Generalized cell death
What Phenotypic Features of GBM make it difficult to treat and drive this Morbidity and mortality?
2) Proliferation and Survival
4) although not mentioned specifically in lecture, the fact that it is in the brain makes it more difficult to treat than normal (BBB for chemotherapy and potential for devastating collateral damage in surgical procedures)
What are the two ways to develop GBM?
1) De Novo ("from a new thing")
2) Transformation from a lower grade tumor
What two genes are commonly associated, but not limited to, De Novo GBM?
1)Amplification of the EGFR (a gain of function mutation, i.e only requires one mutation)
2)Loss of the Tumor Repressor Gene, PTEN, via LOH 10 (loss of heterozygosity of chromosome 10) (a loss of function mutation requiring both copies of the gene to be ineffective)
What are some common mechanisms of Radiation Therapy action?
1)Breaking the DNA itself
2)creation of free radicals with break the DNA
3)Breaking the double strands.
What is the real objective in brain cancer treatment?
Prolonging the quality of life, ie. turning the cancer into a chronic, but manageable, disease.
What is the main reason the Brain tumors are considered Gliomas?
They present with cell surface antigens, like Glial Fibrillary Acidic Protein (GFAP) and Myelin Basic Protein (MBP), that are common and specific to glial cells.
Why does one actually care about the specific cellular origin of the tumor?
To design the appropriate treatment that will selectively inhibit/destroy, the cells associated with that specific line of origin.
What is the normal function of p53?
To prevent entry into the S phase of cell division. It is the "guardian of the genome"
What are the three characteristics common to all types of brain tumors, and what is the characteristic found only in type IV Astrocytomas?
1)Pleomorphism/nuclear atypia
2)Abnormal Mitosis
3)Necrosis - remember, this only means generalized cell death
4)Neovascularization (only found in grade IV, but keep in mind that angiogenesis is common in all tumors, its the neovasculartization that is unique)

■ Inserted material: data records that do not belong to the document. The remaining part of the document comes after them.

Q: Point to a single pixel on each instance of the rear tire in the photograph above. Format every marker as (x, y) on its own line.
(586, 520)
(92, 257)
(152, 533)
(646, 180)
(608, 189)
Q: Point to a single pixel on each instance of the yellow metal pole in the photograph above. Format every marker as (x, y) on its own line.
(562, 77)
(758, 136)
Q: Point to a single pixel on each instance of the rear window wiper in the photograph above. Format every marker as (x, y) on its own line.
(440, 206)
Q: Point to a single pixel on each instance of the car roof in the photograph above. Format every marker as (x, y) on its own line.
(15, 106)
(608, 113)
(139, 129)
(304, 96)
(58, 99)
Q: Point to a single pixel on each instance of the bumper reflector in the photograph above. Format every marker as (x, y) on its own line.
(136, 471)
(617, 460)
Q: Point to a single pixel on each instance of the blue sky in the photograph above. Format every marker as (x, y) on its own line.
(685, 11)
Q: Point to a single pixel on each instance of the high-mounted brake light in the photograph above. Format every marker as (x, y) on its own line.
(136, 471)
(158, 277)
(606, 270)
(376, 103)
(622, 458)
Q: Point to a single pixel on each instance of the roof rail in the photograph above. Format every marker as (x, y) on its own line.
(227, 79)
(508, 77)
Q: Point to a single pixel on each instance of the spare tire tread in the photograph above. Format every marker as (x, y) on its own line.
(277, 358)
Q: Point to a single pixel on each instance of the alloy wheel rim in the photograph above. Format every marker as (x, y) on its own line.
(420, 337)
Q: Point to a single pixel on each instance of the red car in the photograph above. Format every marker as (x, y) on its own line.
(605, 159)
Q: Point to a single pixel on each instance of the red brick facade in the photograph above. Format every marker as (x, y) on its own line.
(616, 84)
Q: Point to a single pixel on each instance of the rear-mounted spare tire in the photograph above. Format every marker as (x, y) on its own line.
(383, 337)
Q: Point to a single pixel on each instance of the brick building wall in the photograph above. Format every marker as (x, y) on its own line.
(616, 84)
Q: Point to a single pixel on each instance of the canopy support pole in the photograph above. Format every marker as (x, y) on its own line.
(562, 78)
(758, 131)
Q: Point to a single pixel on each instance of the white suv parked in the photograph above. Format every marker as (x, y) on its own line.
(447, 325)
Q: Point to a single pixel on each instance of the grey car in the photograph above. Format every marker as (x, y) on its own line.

Oligodendrogliomas are commonly found where and appear similar to?
A)White matter - remember, Oligo's make the myelin coats
B)'fried eggs"
Ependymomas have a direct affect on what parts of the brain?
The ventricles
In what way does the exaggeration of the normal Cerebral production of Glutamate in brain tumors decrease radiation therapy techniques and how does Azulfidine (Sulfasalazine) overcome this?
Neurons -> release Glu -> absorbed by Glial cells.
In Gliomas, the glial cells release Glu (which is cytotoxic) via anti-transporters of Cystine. Cys is then used as a precussor for Glutathione, which is a cellular antioxidant. Since radiation therapy relies on free-radicals, the exaggerated production of Glu leads to more Glutathione which means the free radicals are dealt with easily.
Axulfidine inhibits the uptake of cys and the production of Glutathione.
How do Glial Cells migrate, and how does scorpion venom play into this?
Cells actually shrink by pumping out K and Cl (along with water). This decreases cell size and allows the cells to move easier in the brain and outside the brain. The scorpion venom, Chlorotoxin, inhibits Cl secretion.